Planet of the Apes (Schaffner, 1968): Genesis Cinema


This Apes double-bill (the cinema are also screening Project Nim) is part of the Scalarama season which runs throughout September. Full details here.

Time out review:
Four sequels and a TV series bred contempt, but this first visit to Pierre Boulle's planet, bringing a welcome touch of wit to his rather humourlessly topsy-turvy theory of evolution, remains a minor sci-fi classic. The settings (courtesy of the National Parks of Utah and Arizona) are wonderfully outlandish, and Schaffner makes superb use of them as a long shot chillingly establishes the isolation of the crashed astronauts, as exploration brings alarming intimations of life (pelts staked out on the skyline like crucified scarecrows), and as discovery of a tribe of frightened humans is followed by an eruption of jackbooted apes on horseback.

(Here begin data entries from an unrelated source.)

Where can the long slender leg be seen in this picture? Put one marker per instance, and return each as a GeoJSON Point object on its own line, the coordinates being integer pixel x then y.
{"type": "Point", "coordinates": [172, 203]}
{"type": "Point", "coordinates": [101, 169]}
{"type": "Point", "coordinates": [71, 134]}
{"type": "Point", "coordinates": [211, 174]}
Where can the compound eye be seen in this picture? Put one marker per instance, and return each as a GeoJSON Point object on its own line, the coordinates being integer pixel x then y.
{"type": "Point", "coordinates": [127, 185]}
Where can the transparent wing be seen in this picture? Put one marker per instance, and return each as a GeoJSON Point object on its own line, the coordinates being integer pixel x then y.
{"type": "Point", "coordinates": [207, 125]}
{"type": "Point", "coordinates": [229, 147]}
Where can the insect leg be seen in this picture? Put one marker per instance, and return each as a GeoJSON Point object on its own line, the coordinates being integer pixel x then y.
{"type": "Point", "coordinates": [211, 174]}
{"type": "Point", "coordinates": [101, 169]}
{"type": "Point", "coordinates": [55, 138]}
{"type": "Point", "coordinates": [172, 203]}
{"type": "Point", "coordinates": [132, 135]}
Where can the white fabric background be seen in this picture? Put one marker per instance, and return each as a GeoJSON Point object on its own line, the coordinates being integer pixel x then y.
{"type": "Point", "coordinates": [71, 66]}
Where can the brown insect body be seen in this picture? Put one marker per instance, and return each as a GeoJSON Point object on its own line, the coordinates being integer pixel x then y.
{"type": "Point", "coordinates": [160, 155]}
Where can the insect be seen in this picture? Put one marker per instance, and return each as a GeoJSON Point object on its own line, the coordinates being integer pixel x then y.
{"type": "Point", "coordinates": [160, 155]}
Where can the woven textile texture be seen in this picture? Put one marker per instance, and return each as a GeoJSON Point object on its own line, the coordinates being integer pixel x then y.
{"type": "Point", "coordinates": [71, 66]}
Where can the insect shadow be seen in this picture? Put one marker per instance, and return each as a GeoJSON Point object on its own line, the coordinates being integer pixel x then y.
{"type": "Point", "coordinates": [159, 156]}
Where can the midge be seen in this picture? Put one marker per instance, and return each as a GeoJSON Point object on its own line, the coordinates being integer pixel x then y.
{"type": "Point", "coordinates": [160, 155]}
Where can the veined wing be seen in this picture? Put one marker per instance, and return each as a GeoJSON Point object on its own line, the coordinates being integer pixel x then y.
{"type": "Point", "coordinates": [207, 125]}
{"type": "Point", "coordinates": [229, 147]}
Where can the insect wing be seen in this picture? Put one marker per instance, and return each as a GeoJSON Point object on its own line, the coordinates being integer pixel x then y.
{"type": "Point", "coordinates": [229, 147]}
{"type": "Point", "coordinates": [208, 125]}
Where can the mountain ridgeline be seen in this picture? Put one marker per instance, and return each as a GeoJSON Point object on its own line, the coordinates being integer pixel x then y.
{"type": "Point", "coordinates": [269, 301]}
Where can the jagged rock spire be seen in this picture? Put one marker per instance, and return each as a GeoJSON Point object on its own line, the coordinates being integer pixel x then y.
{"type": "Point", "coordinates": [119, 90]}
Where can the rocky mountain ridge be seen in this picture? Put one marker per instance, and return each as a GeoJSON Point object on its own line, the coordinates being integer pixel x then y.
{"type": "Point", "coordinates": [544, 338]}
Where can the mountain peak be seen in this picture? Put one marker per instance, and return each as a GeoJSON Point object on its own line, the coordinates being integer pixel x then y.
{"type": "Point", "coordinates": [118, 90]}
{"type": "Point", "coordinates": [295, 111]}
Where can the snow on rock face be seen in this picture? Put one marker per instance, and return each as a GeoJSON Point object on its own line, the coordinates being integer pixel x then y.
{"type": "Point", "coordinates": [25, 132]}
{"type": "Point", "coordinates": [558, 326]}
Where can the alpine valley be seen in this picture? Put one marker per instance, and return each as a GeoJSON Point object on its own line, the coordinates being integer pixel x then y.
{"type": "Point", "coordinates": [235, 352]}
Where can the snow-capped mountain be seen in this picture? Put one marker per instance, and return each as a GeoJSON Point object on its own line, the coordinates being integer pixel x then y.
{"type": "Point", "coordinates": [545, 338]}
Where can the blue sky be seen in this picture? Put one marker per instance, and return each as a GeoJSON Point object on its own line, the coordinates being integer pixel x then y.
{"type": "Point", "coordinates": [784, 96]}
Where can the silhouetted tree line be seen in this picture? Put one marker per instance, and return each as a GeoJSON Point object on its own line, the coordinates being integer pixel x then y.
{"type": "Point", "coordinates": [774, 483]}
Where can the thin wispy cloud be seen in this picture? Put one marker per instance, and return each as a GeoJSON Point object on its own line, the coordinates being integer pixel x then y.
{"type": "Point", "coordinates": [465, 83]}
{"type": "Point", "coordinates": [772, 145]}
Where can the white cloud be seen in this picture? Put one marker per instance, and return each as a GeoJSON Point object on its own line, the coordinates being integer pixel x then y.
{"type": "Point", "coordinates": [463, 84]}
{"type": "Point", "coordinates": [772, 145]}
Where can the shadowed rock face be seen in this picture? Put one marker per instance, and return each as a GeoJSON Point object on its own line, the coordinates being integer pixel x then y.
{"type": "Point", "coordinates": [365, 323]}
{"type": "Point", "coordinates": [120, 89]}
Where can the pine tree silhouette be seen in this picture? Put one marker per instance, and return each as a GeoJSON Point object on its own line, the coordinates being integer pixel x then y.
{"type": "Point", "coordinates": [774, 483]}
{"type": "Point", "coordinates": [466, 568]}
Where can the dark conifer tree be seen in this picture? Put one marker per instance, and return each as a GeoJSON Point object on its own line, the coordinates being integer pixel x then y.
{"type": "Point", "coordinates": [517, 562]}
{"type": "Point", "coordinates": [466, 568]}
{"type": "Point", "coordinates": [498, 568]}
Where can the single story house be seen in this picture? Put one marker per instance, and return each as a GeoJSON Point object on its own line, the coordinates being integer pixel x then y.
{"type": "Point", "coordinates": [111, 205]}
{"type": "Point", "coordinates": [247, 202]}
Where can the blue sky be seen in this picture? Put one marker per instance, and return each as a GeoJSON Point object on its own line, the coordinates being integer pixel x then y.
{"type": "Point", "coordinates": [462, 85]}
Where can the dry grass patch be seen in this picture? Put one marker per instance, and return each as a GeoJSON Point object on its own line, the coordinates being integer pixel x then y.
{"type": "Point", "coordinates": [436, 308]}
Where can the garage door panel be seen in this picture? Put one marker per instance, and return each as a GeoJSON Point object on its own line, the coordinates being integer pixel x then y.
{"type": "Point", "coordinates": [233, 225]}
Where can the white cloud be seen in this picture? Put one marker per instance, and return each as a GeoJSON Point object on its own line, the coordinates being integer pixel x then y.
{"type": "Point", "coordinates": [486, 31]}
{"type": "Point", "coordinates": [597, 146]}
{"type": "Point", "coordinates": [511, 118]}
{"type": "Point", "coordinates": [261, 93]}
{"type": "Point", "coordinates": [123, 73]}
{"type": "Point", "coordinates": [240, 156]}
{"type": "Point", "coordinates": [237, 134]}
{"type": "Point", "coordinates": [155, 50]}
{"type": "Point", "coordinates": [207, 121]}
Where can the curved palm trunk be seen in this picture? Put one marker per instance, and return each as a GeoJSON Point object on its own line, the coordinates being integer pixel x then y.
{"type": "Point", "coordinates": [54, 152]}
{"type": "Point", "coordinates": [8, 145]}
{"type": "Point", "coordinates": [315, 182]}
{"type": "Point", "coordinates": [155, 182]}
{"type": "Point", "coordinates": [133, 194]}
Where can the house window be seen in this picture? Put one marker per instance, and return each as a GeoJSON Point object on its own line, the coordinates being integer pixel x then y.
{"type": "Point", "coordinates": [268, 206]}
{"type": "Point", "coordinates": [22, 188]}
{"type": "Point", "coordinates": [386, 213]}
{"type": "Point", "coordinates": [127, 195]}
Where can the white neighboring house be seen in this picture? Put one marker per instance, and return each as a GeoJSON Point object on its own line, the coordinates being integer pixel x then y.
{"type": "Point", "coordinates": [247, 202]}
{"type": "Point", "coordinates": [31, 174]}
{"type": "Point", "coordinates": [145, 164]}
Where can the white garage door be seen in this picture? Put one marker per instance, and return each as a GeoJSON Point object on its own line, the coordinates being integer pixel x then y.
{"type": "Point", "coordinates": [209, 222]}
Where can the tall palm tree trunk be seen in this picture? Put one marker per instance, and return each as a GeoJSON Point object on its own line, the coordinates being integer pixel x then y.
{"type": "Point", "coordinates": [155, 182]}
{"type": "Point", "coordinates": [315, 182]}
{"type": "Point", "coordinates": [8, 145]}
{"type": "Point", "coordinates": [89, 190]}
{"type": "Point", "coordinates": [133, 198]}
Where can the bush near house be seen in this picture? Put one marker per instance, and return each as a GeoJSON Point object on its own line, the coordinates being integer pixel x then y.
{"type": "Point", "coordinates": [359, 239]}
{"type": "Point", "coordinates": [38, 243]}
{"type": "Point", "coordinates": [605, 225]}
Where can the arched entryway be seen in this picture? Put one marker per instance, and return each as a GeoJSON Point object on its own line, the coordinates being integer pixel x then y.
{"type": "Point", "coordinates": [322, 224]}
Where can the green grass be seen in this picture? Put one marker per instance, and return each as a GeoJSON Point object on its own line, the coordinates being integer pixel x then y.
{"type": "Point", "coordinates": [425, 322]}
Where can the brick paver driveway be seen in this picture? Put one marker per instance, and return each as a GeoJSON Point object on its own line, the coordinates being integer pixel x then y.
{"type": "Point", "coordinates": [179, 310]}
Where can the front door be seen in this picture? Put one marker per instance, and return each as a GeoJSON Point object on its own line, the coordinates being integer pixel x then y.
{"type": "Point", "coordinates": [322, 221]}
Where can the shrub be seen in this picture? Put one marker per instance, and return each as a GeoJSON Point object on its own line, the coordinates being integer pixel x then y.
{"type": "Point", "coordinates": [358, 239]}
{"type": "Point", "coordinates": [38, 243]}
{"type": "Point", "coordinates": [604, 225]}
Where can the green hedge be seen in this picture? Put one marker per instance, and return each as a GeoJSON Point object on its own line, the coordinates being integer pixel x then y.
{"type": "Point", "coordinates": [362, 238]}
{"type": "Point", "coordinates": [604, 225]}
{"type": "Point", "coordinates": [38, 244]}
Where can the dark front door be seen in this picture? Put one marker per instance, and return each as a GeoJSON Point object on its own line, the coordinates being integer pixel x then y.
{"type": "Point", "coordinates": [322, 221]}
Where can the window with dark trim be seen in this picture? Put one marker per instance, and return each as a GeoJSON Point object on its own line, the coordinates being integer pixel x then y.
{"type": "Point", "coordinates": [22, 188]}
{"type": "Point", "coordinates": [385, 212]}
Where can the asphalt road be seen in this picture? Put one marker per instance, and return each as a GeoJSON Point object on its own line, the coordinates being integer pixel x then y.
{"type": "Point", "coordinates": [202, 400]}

The enigma of the planet's history, juggled through Heston's humiliating experience of being studied as an interesting laboratory specimen by his ape captors, right down to his final startling rediscovery of civilisation, is quite beautifully sustained.
Tom Milne

Here (and above) is the trailer.

Saturday, 16 August 2014

Capital Celluloid 2014 - Day 260: Thu Sep 18

La Dolce Vita (Fellini, 1960): Genesis Cinema, 6pm


This Roma Bellazza doubl-bill (the cinema are also screening The Great Beauty) is part of the Scalarama season which runs throughout September. Full details here.

Time Out review:
The opening shot shows a helicopter lifting a statue of Christ into the skies and out of Rome. God departs and paves the way for Fellini's extraordinarily prophetic vision of a generation's spiritual and moral decay. The depravity is gauged against the exploits of Marcello (Mastroianni), a playboy hack who seeks out sensationalist stories by bedding socialites and going to parties. Marcello is both repelled by and drawn to the lifestyles he records: he becomes besotted with a fleshy, dimwit starlet (Ekberg), he joins in the media hysteria surrounding a child's alleged sighting of the Virgin Mary, yet he longs for the bohemian life of his intellectual friend Steiner (Cuny). There are perhaps a couple of party scenes too many, and the peripheral characters can be unconvincing, but the stylish cinematography and Fellini's bizarre, extravagant visuals are absolutely riveting.